Yes, this was already done for "add table". So I'm "merely" extending
Florian's refresh transaction logic with regards to 'skip' flag.

> > -	if (!batch_chain_add(h, NFT_COMPAT_CHAIN_USER_ADD, c))
> > +	obj = batch_chain_add(h, NFT_COMPAT_CHAIN_USER_ADD, c);
> > +	if (!obj)
> >  		return 0;
> >  
> > -	list = nft_chain_list_get(h, table, chain);
> > -	if (list)
> > -		nftnl_chain_list_add(c, list);
> > +	obj->skip = !created;
> >  
> >  	/* the core expects 1 for success and 0 for error */
> >  	return 1;
> > @@ -2649,11 +2649,6 @@ static void nft_refresh_transaction(struct nft_handle *h)
> >  	h->error.lineno = 0;
> >  
> >  	list_for_each_entry_safe(n, tmp, &h->obj_list, head) {
> > -		if (n->implicit) {
> > -			batch_obj_del(h, n);
> > -			continue;
> > -		}
> > -
> >  		switch (n->type) {
> >  		case NFT_COMPAT_TABLE_FLUSH:
> >  			tablename = nftnl_table_get_str(n->table, NFTNL_TABLE_NAME);
> > @@ -2679,14 +2674,22 @@ static void nft_refresh_transaction(struct nft_handle *h)
> >  
> >  			c = nft_chain_find(h, tablename, chainname);
> >  			if (c) {
> > -				/* -restore -n flushes existing rules from redefined user-chain */
> > -				__nft_rule_flush(h, tablename,
> > -						 chainname, false, true);
> >  				n->skip = 1;
> >  			} else if (!c) {
> >  				n->skip = 0;
> >  			}
> >  			break;
> > +		case NFT_COMPAT_RULE_FLUSH:
> > +			tablename = nftnl_rule_get_str(n->rule, NFTNL_RULE_TABLE);
> > +			if (!tablename)
> > +				continue;
> > +
> > +			chainname = nftnl_rule_get_str(n->rule, NFTNL_RULE_CHAIN);
> > +			if (!chainname)
> > +				continue;
> > +
> > +			n->skip = !nft_chain_find(h, tablename, chainname);
> 
> So n->skip equals true if the chain does not exists in the cache, so
> this flush does not fail (after this chain is gone because someone
> else have remove it).

Yes, the tricky bit is being able to adjust the batch object list no
matter how kernel ruleset changes. The only way is to assume the most
overhead and temporary disable individual jobs if not needed. This way
we can enable/disable while refreshing the transaction.

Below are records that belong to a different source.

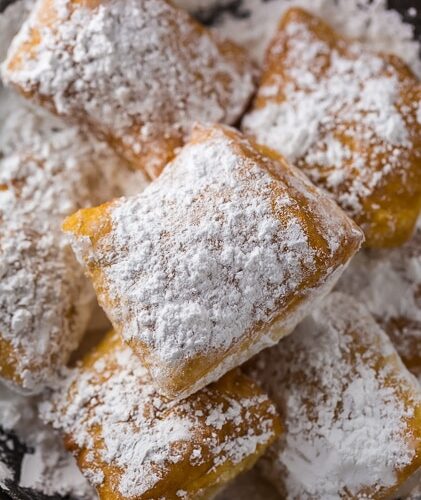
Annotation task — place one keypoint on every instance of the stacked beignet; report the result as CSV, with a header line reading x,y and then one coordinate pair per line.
x,y
349,118
388,282
352,411
137,72
218,258
47,170
132,443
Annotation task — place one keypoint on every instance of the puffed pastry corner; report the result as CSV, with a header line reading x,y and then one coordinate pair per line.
x,y
388,282
352,411
133,444
221,256
349,118
136,72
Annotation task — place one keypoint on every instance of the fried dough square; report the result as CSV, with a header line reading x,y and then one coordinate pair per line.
x,y
349,118
219,257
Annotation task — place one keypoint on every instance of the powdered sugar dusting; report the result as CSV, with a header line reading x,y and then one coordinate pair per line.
x,y
146,437
347,409
344,115
389,284
46,466
215,248
137,71
47,171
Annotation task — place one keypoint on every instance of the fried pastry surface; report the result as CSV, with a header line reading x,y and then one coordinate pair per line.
x,y
349,118
218,258
351,409
47,170
388,282
137,72
132,443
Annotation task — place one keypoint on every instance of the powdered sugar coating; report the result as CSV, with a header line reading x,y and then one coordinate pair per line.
x,y
347,117
351,408
138,71
136,443
389,284
225,245
47,171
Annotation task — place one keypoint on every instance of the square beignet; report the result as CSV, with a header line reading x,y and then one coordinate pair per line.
x,y
352,411
137,72
132,443
388,282
218,258
349,118
47,170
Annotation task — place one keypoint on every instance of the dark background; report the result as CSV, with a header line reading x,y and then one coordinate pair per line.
x,y
13,458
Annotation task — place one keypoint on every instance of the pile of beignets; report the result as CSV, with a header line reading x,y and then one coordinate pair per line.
x,y
244,330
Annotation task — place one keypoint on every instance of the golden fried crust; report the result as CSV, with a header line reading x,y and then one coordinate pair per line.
x,y
320,219
338,380
387,208
148,144
185,477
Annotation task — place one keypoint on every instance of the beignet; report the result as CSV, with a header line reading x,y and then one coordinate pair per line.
x,y
219,257
131,443
351,409
137,72
47,170
349,118
388,282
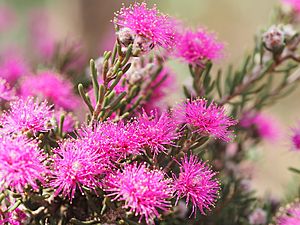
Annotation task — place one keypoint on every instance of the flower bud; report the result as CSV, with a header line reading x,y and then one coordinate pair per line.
x,y
126,36
273,38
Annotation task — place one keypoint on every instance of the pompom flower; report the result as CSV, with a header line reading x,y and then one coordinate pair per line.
x,y
6,92
198,47
294,4
20,163
69,120
295,138
51,86
196,182
290,215
16,217
146,24
206,119
156,131
75,165
115,140
144,191
266,126
27,115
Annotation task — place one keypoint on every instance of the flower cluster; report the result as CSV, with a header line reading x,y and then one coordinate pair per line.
x,y
145,27
196,182
26,115
144,191
74,164
135,156
198,47
206,119
20,163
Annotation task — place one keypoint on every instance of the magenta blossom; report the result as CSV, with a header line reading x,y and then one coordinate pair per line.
x,y
17,217
51,86
198,47
295,138
206,119
196,182
116,140
290,215
148,24
266,126
144,191
26,115
156,131
69,120
75,165
294,4
20,163
12,67
6,92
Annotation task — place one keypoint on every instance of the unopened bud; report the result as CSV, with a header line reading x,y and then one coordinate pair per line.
x,y
274,38
126,36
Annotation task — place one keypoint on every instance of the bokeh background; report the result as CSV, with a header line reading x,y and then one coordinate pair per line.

> Patch LGTM, thanks Phil.
> 
> What I don't clearly see yet is what scenario is triggering the bug in
> the existing code, if you don't mind to explain.

See the test case attached to the patch: An other iptables-restore
process may add references (i.e., jumps) to a chain the own
iptables-restore process wants to delete. This should not be a problem
because these references are added to a chain that is being flushed by
the own process as well. But if that chain doesn't exist while the own
process fetches kernel's ruleset, this flush job is not created.

Cheers, Phil